Hexagonal lattices of the bacteriophage templated OU-880 were then investigated by small angle X-ray scattering (SAXS). SAXS patterns of both the as-synthesized and calcined OU-880 showed a Bragg peak of low index planes that is typical for a hexagonal lattice, suggesting a long range order of bulky materials (Fig. 1d). The center-to-center pore spacing was calculated to be 7.8 nm and 7.6 nm for as-synthesized and calcined OU-880, respectively, which match the result from TEM observation. The decrease of d-spacing in the calcined OU-880 was due to further condensation of silica during the calcinations. The surface area of OU-880 obtained from the BET method is 341.57 m2/g which is close to the reported results of silica nanotubes (328 m2/g [17] or 332±21 m2/g [18]) with similar structure as OU-880. And the calculated pore diameter (4.871 nm) from BJH method matches the pore (channel) diameter measured from TEM image (~5.5 nm) (See Fig. S2 and supporting information for details).
The hexagonal pore structures of the resulting silica arose from synergistic interactions between bacteriophages, APTES (functioning as co-structure-directing agent) and silicic acid (from prehydrolyzed TEOS)[19]. In our experiment, we noted that addition of APTES to the fd virus suspension induced the aggregation of viruses, forming a bundle structure (Figs. 1g). APTES binds to individual fd bacteriophages by electrostatic interactions and hydrogen bonding between its amino group and surface proteins of virus (See supporting information). Nucleophilic residues at the N-terminal of pVIII such as Lys 8 and Ser 13 may catalyze and initiate the hydrolysis of APTES, forming oligomers or even nanoparticles[5b, 20].

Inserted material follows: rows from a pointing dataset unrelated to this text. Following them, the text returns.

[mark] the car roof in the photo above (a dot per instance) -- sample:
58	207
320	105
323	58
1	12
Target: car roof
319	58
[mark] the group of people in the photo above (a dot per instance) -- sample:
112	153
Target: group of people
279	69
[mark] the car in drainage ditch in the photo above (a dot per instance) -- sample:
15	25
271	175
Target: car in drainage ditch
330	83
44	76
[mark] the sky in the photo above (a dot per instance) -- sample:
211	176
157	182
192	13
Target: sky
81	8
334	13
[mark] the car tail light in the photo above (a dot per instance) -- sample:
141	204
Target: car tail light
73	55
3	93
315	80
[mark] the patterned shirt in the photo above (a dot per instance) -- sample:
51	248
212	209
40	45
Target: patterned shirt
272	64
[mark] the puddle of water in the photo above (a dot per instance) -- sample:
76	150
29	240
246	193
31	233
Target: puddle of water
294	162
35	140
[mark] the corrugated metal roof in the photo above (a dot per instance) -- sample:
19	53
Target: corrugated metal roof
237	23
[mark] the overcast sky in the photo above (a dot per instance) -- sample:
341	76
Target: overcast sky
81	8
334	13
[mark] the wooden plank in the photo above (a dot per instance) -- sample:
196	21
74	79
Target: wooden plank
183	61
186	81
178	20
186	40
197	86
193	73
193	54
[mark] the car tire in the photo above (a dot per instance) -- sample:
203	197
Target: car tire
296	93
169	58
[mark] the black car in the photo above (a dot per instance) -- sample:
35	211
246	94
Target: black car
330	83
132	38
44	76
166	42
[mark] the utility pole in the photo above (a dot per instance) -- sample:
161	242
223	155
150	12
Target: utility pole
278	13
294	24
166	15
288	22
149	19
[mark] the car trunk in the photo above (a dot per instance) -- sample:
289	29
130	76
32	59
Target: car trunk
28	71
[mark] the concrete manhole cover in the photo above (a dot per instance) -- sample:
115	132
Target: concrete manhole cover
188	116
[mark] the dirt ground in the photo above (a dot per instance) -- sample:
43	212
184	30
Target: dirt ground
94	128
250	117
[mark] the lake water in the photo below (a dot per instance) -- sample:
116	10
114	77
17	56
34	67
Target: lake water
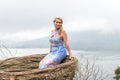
107	61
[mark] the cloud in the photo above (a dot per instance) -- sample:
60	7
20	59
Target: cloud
21	17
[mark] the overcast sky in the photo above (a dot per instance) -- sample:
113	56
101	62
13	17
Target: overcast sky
31	19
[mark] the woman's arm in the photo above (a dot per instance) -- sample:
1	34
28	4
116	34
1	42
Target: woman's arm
66	43
51	43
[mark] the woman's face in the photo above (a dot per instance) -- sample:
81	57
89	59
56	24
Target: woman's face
58	23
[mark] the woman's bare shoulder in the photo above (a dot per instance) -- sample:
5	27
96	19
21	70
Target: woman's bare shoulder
64	32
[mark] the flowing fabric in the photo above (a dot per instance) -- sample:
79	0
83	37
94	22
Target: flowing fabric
57	54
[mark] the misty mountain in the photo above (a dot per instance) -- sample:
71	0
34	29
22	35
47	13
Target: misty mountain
84	40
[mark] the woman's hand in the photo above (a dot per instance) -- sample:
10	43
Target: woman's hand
71	56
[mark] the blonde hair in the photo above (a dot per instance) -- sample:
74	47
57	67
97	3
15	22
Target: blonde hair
61	29
58	19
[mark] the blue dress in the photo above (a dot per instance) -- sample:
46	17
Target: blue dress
57	54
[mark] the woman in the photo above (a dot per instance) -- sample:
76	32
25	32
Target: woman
58	46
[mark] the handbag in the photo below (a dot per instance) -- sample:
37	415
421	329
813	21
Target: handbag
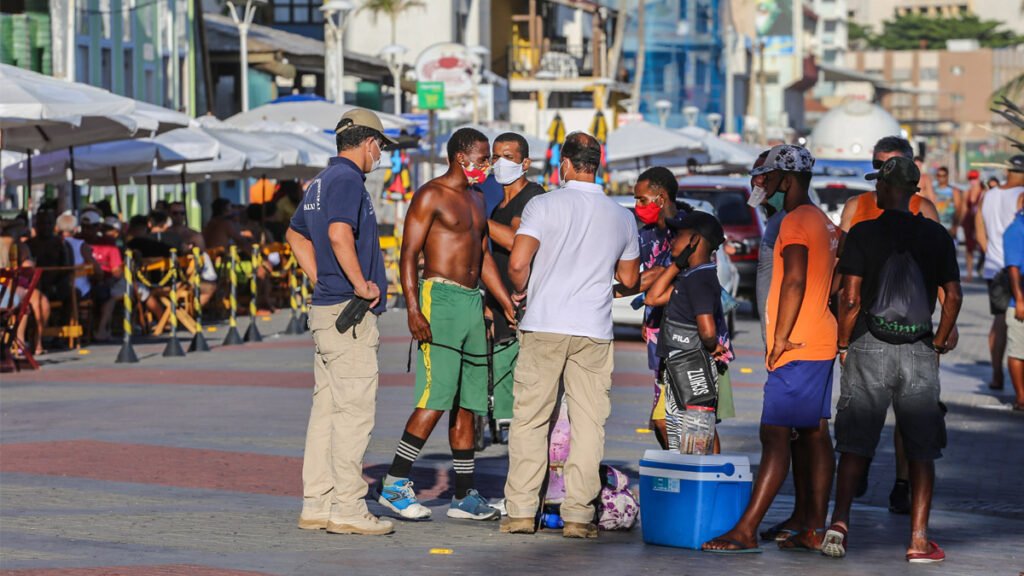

Due to the propyl amine arm in APTES, the formed oligomeric silicic acids contained both positively charged amino groups and negatively charged polysilicic acid (Fig. S3). The formed APTES intermediates functioned as multidentate counterions, attracting neighboring viruses together to form an ordered assembly through electrostatic and hydrogen bonding interactions (Figs. 2, S1 & S3 and supporting information). The APTES-induced virus assembly was also confirmed by dynamitic light scattering (DLS) and zeta potentials (ξ) analysis. DLS results showed a kinetic formation of larger aggregates once APTES was added to the bacteriophage solution (Fig. S4). Zeta potential analysis of bacteriophage before and after the addition of APTES showed a remarkable decrease of mobility and effective surface-charge (Fig. S5) which was attributed to the virus assembly and phase segregation as observed in the nanofabrication of silica in diatom biosilica[21].
Figure 2.
Proposed mechanism for the bacteriophage directed formation of hexagonal mesoporous silica. The insets show the cross-section view of bacteriophages assembly. The magenta spots stand for mono- and oligo-hydrolysized APTES that are anchored to bacteriophage surface and function as nuclei for subsequent TEOS polycondensation. The blue color illustrates the formed silica net work through TEOS polycondensation on the nuclei.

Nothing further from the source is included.